Principal investigator: Jack Waite, Southwest Research Institute
The SUrface Dust Mass Analyzer (SUDA) mass spectrometer instrument will measure the composition of small solid particles ejected from Europa, providing the opportunity to directly sample the surface and potential plumes on low-altitude flybys. The instrument is capable of identifying traces of organic and inorganic materials in the ice of ejecta.
Principal investigator: Sascha Kempf, University of Colorado Boulder
Since the Europa Clipper mission may not be able to easily modify its orbital trajectory or altitude to fly through the episodic water plumes, scientists and engineers working on the mission have investigated deploying from the spacecraft several miniaturized satellites of the CubeSat format, possibly driven by ion thrusters, to fly through the plumes and assess the habitability of Europa's internal ocean. Some early proposals include Mini-MAGGIE, DARCSIDE, and Sylph. The Europa Clipper would relay signals from the nanosatellites back to Earth. With propulsion, some nanosatellites could also be capable of entering orbit around Europa.Biosignature Explorer for Europa
NASA is also assessing the release of an additional 250 kg (550 lb) probe called Biosignature Explorer for Europa (BEE), that would be equipped with a basic bi-propellant engine and cold gas thrusters to be more agile and responsive to the episodic activity on Europa and sample and analyze the water plumes for biosignatures and life evidence before they are destroyed by radiation. The BEE plume probe would be equipped with a proven mass spectrometer combined with gas chromatograph separation. It would also carry a UV plume targeting camera as well as visible and IR cameras to image the active region with better resolution than the Clipper mother ship instruments. The BEE probe would fly through at 2-10 km altitude, then make a quick exit and perform its analysis far from the radiation belts.

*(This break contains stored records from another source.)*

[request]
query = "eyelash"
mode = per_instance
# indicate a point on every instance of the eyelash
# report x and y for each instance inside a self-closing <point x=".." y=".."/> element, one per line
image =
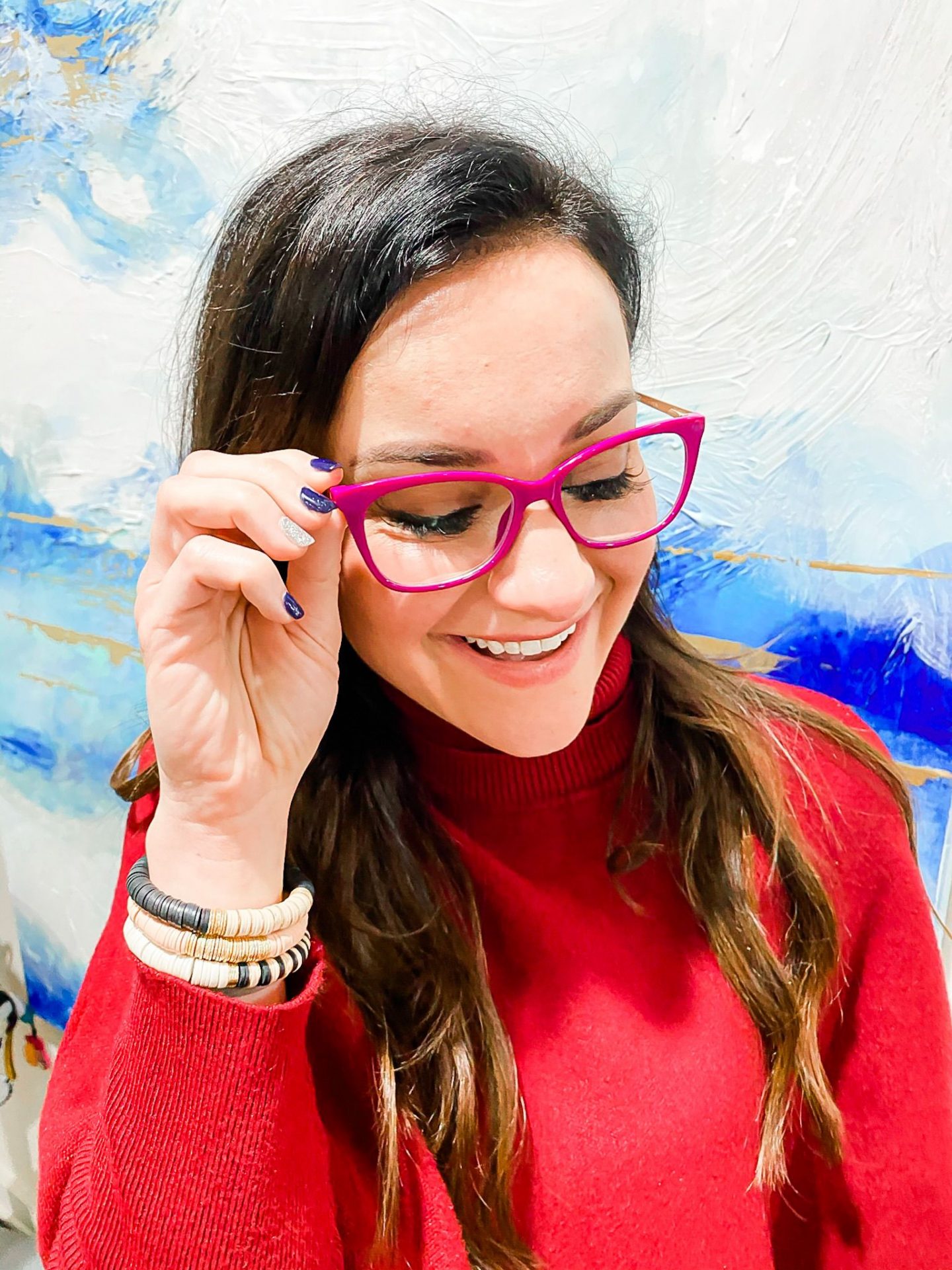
<point x="423" y="526"/>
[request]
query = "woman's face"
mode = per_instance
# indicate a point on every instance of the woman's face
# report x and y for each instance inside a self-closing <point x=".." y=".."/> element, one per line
<point x="504" y="356"/>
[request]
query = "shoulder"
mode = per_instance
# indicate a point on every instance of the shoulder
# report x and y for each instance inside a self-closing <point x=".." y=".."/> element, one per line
<point x="851" y="822"/>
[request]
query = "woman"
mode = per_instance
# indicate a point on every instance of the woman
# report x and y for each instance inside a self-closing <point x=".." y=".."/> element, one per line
<point x="619" y="957"/>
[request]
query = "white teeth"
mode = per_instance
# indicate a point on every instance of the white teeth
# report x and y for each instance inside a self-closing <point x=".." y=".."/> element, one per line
<point x="522" y="648"/>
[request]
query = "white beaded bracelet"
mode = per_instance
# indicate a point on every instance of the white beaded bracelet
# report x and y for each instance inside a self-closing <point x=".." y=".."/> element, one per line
<point x="215" y="974"/>
<point x="214" y="948"/>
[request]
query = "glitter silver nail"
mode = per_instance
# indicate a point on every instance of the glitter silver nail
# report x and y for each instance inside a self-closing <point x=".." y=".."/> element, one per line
<point x="299" y="536"/>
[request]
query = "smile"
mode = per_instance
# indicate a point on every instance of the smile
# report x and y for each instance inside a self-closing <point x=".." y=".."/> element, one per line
<point x="521" y="648"/>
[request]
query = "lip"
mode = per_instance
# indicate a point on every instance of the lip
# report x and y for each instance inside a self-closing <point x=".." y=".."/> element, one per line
<point x="531" y="674"/>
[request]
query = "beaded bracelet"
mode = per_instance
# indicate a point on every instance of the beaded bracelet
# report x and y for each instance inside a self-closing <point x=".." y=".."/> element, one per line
<point x="216" y="974"/>
<point x="214" y="948"/>
<point x="222" y="921"/>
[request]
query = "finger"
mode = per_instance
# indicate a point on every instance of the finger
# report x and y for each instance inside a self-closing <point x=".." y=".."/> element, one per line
<point x="241" y="511"/>
<point x="314" y="576"/>
<point x="205" y="567"/>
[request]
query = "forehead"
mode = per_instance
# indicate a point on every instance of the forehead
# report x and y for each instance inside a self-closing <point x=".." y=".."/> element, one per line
<point x="532" y="335"/>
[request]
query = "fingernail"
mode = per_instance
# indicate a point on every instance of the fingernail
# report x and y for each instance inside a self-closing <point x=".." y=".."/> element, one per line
<point x="295" y="534"/>
<point x="315" y="502"/>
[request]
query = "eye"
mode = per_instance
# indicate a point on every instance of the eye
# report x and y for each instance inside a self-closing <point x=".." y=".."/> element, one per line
<point x="607" y="488"/>
<point x="434" y="526"/>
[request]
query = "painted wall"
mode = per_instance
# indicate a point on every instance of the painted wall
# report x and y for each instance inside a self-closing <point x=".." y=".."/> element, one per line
<point x="799" y="158"/>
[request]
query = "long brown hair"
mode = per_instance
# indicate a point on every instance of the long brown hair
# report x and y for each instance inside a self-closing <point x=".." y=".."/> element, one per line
<point x="305" y="264"/>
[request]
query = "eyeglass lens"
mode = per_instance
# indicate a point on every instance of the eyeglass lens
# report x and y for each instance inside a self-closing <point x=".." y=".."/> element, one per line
<point x="433" y="534"/>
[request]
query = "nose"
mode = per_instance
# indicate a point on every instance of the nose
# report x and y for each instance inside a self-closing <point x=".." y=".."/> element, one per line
<point x="545" y="573"/>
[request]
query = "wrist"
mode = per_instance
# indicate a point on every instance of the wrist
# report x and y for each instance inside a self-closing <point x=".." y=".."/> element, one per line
<point x="239" y="864"/>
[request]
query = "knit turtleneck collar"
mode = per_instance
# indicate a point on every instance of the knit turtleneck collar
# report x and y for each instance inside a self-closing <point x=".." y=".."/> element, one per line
<point x="459" y="769"/>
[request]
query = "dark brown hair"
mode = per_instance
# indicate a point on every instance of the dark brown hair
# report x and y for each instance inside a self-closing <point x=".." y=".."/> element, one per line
<point x="303" y="267"/>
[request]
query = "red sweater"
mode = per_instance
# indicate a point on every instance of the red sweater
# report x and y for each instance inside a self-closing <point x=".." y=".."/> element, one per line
<point x="187" y="1131"/>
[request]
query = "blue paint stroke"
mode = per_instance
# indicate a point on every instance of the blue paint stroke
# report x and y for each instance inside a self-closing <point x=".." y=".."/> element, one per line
<point x="50" y="146"/>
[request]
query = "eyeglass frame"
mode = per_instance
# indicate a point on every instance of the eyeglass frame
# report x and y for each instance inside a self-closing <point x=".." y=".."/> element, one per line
<point x="354" y="499"/>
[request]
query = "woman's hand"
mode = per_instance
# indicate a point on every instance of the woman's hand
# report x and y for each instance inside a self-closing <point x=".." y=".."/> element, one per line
<point x="239" y="691"/>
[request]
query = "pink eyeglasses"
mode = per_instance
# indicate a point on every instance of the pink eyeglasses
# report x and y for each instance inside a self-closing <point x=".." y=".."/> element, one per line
<point x="426" y="532"/>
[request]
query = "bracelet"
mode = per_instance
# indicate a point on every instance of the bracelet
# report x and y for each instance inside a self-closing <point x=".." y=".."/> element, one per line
<point x="222" y="921"/>
<point x="214" y="948"/>
<point x="216" y="974"/>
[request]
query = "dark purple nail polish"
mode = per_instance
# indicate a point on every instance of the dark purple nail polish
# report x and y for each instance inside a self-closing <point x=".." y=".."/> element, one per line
<point x="315" y="502"/>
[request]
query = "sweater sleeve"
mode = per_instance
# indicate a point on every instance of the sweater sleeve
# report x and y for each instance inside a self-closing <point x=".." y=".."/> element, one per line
<point x="180" y="1128"/>
<point x="888" y="1052"/>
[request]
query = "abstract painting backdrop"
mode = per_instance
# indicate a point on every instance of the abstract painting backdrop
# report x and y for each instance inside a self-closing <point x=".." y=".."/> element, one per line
<point x="797" y="157"/>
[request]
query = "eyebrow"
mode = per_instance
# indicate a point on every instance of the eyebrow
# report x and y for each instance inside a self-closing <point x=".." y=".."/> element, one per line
<point x="457" y="456"/>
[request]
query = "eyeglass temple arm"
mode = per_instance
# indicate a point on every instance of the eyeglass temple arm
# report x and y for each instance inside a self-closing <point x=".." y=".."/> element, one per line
<point x="664" y="407"/>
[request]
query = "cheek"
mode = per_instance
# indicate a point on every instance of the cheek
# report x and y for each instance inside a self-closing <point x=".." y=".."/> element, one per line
<point x="385" y="627"/>
<point x="626" y="568"/>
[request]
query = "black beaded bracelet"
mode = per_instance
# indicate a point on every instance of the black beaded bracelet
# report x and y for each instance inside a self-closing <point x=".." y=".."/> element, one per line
<point x="183" y="914"/>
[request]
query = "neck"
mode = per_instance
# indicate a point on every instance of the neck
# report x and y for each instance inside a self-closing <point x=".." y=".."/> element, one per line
<point x="457" y="769"/>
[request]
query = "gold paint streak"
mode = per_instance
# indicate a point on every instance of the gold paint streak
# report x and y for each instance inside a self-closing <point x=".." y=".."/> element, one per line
<point x="111" y="597"/>
<point x="756" y="660"/>
<point x="63" y="46"/>
<point x="73" y="66"/>
<point x="117" y="651"/>
<point x="56" y="684"/>
<point x="920" y="775"/>
<point x="895" y="571"/>
<point x="67" y="522"/>
<point x="740" y="557"/>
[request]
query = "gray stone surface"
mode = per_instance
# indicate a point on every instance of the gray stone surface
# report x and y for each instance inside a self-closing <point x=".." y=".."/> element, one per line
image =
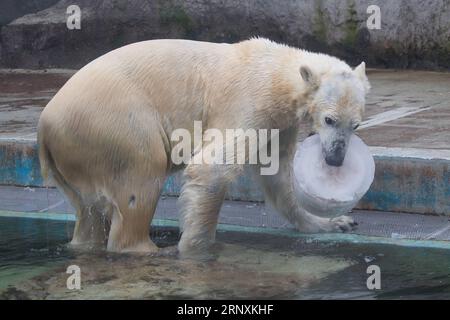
<point x="413" y="34"/>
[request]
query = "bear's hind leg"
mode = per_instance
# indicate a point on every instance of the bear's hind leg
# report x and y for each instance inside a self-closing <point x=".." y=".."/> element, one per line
<point x="131" y="218"/>
<point x="200" y="201"/>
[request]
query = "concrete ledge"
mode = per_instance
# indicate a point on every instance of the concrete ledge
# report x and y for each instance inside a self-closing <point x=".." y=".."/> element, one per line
<point x="406" y="180"/>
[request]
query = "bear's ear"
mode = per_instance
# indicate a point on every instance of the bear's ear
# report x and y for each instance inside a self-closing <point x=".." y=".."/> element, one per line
<point x="309" y="77"/>
<point x="360" y="72"/>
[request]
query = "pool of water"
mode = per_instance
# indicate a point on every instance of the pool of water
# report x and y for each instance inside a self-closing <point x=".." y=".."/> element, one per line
<point x="34" y="260"/>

An early Europa Clipper concept calls for a small lander about 1 meter in diameter, perhaps about 230 kg (510 lb) with a maximum of 30 kg (66 lb) for instruments. Suggested instruments are a mass spectrometer and a Raman spectrometer to determine the chemistry of the surface. The lander would be delivered to Europa by the main spacecraft and possibly require the sky crane system for a high precision, soft landing near an active crevasse. The lander would operate about 10 days on the surface using battery power.
The Europa Clipper would take about three years to image 95% of the surface of Europa at about 50 meters per pixel. With this data, scientists could then find a suitable landing site. By one estimate, including a lander could add as much as $1 billion to the mission's cost.
The NASA Europa Lander would be a separately launched spacecraft building on the EMFM mission. Previously, NASA had evaluated a lander attached to EMFM, but the strong congressional support lead to a full separate mission for the lander by 2016.
A baseline profile for the mission involved launch aboard an Atlas V 551. By using a Venus-Earth-Earth gravity assist trajectory the transit time to Jupiter would be about 6 years. The baseline design of Europa Clipper includes a launched with NASA's Space Launch System (SLS) heavy lift launch vehicle that could arrive at Jupiter on a direct trajectory in less than 3 years.